In recent years, feminist scholars have joined others, such as the late Derrick Bell, who have pioneered a body of scholarship known as Critical Race Theory (CRT)A body of scholarship dedicated to the study of the connection between structures of power and race, although CRT has increasingly come to incorporate gender, ethnicity, and social class. CRT is dedicated to the advancement of social justice and usually incorporates ideas and methods of inquiry from multiple academic disciplines, such as law, history, political science, and sociology.. CRT studies the ways that racism and sexism helped to create and reinforce a power structure that historically privileged white males over other Americans. In the past two decades, critical race theorists have used history and other fields to demonstrate how negative images rooted in slave experience have persisted. CRT is a diverse field of study that defies simple definitions or a single representative example. At the same time, the strength of scholars such as Derrick Bell and Darlene Clark Hine is the clarity of the examples they use. Two examples relating to race and gender are instructive: the way CRT scholars demonstrate how slave owners created the “jezebel” and “mammy” stereotypes.

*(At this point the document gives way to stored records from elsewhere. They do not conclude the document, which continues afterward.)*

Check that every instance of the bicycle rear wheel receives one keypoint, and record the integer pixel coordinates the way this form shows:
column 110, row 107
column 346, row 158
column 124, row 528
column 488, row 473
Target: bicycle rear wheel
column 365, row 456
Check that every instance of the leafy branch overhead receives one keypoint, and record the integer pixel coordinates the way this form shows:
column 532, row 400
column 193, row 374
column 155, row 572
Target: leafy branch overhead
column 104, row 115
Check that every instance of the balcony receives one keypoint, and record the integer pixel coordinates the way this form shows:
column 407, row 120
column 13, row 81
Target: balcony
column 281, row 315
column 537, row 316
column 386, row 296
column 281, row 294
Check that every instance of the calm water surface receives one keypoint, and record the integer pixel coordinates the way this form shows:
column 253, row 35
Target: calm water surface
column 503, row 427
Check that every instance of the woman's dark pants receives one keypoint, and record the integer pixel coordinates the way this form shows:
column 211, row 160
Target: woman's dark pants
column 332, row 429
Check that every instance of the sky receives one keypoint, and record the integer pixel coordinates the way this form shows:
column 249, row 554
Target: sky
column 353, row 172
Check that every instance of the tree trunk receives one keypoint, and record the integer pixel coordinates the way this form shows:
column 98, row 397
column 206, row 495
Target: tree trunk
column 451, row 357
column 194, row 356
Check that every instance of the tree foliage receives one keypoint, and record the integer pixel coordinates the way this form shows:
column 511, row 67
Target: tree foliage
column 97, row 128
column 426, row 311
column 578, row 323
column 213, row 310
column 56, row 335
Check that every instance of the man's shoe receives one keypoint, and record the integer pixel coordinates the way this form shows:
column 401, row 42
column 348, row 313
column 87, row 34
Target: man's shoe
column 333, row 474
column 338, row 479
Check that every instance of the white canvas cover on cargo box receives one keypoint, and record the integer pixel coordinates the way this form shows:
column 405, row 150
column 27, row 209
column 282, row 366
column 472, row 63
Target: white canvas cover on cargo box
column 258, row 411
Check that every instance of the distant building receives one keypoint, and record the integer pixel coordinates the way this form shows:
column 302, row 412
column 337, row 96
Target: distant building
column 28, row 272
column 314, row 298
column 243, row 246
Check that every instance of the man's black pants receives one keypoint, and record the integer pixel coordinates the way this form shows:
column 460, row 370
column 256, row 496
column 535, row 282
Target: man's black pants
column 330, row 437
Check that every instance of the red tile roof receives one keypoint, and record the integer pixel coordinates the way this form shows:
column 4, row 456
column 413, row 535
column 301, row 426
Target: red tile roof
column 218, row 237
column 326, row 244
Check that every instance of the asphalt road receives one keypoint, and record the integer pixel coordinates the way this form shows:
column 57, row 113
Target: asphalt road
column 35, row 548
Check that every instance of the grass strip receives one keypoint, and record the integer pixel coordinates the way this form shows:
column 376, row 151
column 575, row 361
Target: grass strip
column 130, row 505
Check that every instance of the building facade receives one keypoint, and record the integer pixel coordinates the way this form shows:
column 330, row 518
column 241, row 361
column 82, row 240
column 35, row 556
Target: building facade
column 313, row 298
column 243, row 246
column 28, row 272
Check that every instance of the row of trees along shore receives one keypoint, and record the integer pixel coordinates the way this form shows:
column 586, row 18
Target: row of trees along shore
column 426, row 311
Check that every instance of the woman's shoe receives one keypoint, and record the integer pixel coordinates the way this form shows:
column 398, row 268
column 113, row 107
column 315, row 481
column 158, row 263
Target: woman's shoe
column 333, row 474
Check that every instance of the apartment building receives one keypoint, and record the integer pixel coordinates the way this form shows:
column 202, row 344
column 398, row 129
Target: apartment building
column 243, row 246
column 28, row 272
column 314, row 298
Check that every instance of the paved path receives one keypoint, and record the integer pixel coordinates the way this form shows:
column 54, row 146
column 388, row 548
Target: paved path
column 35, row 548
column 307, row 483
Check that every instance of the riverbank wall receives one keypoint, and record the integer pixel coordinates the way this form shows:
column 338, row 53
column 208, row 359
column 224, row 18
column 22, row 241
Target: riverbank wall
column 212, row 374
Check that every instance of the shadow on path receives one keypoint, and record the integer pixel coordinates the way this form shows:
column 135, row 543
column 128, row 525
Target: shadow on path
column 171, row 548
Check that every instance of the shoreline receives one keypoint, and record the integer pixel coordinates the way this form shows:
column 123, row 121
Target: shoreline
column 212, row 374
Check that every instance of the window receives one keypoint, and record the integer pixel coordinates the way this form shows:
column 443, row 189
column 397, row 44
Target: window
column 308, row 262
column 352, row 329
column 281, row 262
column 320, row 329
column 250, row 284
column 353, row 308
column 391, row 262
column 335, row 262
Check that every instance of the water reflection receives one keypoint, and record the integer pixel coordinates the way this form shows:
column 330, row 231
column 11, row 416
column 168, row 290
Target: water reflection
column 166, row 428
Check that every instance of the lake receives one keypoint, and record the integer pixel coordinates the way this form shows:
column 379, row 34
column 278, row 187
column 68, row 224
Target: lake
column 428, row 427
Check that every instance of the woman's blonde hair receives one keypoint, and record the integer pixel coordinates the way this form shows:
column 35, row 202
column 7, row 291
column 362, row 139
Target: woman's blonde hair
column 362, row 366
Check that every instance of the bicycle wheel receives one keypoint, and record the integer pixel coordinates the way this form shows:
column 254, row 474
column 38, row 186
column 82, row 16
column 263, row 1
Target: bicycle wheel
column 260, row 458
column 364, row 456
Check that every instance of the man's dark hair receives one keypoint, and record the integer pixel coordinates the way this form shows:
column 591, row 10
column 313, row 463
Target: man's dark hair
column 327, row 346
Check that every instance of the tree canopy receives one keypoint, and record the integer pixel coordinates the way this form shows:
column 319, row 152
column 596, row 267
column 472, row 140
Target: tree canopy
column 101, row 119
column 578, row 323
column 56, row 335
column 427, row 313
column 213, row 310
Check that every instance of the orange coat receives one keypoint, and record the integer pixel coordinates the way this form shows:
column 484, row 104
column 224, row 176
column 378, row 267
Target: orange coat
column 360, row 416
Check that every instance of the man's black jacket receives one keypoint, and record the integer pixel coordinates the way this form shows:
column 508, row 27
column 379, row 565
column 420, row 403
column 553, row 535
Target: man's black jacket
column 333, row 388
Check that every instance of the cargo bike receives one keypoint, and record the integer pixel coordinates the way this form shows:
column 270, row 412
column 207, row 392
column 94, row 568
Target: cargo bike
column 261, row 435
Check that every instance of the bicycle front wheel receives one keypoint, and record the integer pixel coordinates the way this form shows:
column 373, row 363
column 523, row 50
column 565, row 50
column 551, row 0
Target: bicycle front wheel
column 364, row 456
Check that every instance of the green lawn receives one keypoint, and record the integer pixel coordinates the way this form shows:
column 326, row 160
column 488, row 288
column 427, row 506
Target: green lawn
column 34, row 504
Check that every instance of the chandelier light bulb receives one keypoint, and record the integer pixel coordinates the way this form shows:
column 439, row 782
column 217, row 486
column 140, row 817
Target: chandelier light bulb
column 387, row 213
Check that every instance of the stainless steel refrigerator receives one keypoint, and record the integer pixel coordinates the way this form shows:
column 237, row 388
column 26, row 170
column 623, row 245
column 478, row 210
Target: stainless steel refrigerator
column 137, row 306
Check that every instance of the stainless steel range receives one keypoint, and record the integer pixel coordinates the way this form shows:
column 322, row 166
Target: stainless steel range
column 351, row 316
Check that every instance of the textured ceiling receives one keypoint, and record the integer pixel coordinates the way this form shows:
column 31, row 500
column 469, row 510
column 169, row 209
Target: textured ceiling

The “jezebel” was a racist image that devalued black womanhood by equating a particular slave with a more primal creature who was unable to control her sexual urges. In so doing, white men who owned slaves transferred the blame for the rapes they committed on the “insatiable lust” of slave women who tempted the otherwise virtuous slave owner. The “mammy” was on the reverse end of the spectrum, a nonsexual, and therefore unthreatening and undesirable, drudge who cheerfully emancipated white women from their daily toil. Critical race theorists explain that these stereotypes led to the elevation of white women because they were contrasted against the negative images of the jezebel and the mammy. As a result, the denigration of black women created the image of white women as both virtuous and desirable. At the same time, these stereotypes allowed elite white men to define a very limited sphere of acceptable female behavior for the idealized woman—a pedestal that elevated and trapped a woman at the same time.

In this and many other ways, recent CRT scholars have shown how racism helped to pit black and white women against one another within a paternalistic society. These scholars argue that aspects of these stereotypes persisted beyond the end of chattel slavery in ways that continued to devalue black womanhood while defining white womanhood in elevated but restricted ways. According to this line of reasoning, issues of race, ethnicity, class, and gender came together in ways that permitted elite white males to define womanhood in racial and gendered terms. As a result, those who identify themselves as Third-Wave Feminists believe that celebrating diversity and encouraging women to define womanhood for themselves is a necessary corrective. In the end, attempting to precisely define Third-Wave Feminism may be an impossible task. Like those who came before them, Third-Wave Feminists are a diverse group of women who seek equality and justice while confidently living life on their own terms.